Quando ho iniziato a studiare le epidemie mi ha colpito una cosa: non arrivavano da sole, o per meglio dire non erano del tutto dovute al caso. Pensate alla peste nera, che dal 1347 al 1351 uccise un terzo della popolazione europea. Venticinque milioni di persone, potete immaginarlo? Ecco, prima delle dodici navi genovesi che da Caffa partirono portando con sé topi e pulci, e poi solcarono i mari cariche di cadaveri e marinai in agonia seminando morte a Messina e poi a Marsiglia, prima di questo ci furono anni di gelate e alluvioni, e dunque di carestia, e prima ancora l’incapacità di capire come gestire il mondo che improvvisamente si era popolato, e le donne figliavano e figliavano ancora, e all’inizio c’era abbondanza e anzi, dicono gli storici, nella seconda metà del Duecento l’Italia era attraversata da un’ardente passione per il lusso. E dunque riducevano i pascoli per lasciar posto alle coltivazioni, perché si desiderava grano, e dunque grano cresceva ovunque. E non importa che le bestie, a quel punto, dormissero e cagassero dentro le città, si mangiava pane di frumento, e farinate, e torte con fichi e prugne e merluzzo, e pane e formaggio, e pane e latte. Ma quando il gelo si abbatté per lunghi inverni sull’Europa, non si trovò più grano, e gli uomini macinavano allora le ghiande, e la loro pelle divenne gialla, e per la fame iniziavano a cadere per le strade, dove morivano.
In questa prostrazione giunse dunque la peste, dormiente nelle dodici navi a cui Genova rifiutò l’attracco, ma che Marsiglia accettò, perché la stiva era piena di grani russi, e insieme al grano la città accolse anche il morbo, per avidità. E giunse, dicono dunque gli storici, perché la mentalità del tempo aveva orrore per le novità: avrebbero potuto rinnovare l’agricoltura, provare a creare mercati diversi, e una diversa economia, e insomma avrebbero potuto aprirsi al mondo. Ma rinnovarsi significava eresia, e l’Italia, e molti paesi dell’Europa, preferirono chiudersi in quel che già conoscevano. Quando si rivolge lo sguardo a se stessi e ai propri simili, basta uno spiraglio a far insinuare il mondo esterno, e quel mondo può ucciderti.

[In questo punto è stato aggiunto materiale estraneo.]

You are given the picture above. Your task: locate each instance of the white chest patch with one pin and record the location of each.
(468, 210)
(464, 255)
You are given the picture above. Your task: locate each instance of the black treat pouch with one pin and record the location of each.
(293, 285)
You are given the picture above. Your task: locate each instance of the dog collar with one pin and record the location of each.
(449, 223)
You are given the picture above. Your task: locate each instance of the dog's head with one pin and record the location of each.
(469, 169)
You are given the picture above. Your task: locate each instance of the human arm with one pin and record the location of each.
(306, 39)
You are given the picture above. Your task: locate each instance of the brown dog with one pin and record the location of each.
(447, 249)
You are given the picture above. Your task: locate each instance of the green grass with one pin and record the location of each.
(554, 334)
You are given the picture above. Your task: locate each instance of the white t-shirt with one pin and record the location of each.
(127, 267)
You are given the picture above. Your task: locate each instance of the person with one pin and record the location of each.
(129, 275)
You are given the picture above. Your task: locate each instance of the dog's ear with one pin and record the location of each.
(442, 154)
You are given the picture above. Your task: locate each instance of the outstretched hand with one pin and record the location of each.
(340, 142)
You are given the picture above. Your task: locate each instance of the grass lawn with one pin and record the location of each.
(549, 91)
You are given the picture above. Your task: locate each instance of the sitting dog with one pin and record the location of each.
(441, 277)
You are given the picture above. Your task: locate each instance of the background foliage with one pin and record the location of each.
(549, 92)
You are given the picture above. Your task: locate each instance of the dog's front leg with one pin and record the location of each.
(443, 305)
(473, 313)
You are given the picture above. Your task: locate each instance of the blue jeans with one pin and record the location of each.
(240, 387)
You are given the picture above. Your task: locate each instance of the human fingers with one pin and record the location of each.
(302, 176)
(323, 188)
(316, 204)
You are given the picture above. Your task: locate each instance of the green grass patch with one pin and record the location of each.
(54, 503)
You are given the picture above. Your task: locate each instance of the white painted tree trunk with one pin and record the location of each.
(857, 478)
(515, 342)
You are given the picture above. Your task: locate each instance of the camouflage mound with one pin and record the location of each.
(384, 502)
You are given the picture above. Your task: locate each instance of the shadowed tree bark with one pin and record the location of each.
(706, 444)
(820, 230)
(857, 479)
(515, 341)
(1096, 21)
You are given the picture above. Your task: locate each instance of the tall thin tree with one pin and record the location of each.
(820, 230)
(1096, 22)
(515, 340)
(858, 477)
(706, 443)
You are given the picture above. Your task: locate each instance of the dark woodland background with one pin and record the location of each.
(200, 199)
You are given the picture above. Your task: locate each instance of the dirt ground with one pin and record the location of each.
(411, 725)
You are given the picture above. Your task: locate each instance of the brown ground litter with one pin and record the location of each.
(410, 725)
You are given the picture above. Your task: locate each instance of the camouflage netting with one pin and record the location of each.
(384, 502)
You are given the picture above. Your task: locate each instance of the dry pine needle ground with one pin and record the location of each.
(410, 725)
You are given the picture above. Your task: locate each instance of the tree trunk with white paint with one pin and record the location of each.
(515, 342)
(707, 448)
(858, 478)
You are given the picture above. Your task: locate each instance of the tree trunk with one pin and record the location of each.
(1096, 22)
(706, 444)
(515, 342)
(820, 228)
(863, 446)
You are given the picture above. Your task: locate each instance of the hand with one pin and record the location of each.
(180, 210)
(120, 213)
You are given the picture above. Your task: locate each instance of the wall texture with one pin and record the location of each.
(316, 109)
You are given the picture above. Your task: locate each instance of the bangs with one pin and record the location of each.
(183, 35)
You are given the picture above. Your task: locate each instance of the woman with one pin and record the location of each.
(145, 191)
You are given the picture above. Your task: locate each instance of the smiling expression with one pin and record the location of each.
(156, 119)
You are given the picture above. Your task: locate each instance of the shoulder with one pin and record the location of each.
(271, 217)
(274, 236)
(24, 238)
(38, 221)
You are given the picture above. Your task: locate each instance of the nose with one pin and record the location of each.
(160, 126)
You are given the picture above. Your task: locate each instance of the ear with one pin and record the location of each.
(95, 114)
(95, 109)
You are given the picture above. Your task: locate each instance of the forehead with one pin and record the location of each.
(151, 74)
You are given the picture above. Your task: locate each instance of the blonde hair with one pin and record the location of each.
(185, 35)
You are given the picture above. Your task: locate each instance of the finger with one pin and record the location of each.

Così avvenne, così cominciò. Gli ascessi all’inguine o alle ascelle, grandi come mele e come uova, la febbre, le macchie nere sulle braccia e sulle cosce, il contagio che soffiava su chiunque abitasse nella casa del malato come il fuoco si appicca alle foglie secche, e uccideva gli animali, anche, o chi per pietà o per stoltezza toccava i panni di chi era colpito. Poi, tutto precipita. Le famiglie si sgretolano, i figli fuggono dalla casa dei genitori appestati, lasciando, se di animo gentile, qualche confetto e una coppa di vino in capo al letto, ma quando quel poco cibo era terminato i morenti strisciavano fino alla finestra chiedendo invano acqua, e pane, e nessuno osava entrare nelle case della peste, e dunque si consumavano, oltre che di febbre, di fame. I morti seppelliti, infine, nelle fosse con poca terra, e più tardi ancora lasciati insepolti.
Gli uomini non cambiano, nonostante il tempo che trascorre. Magari, potremmo imparare, prima o poi.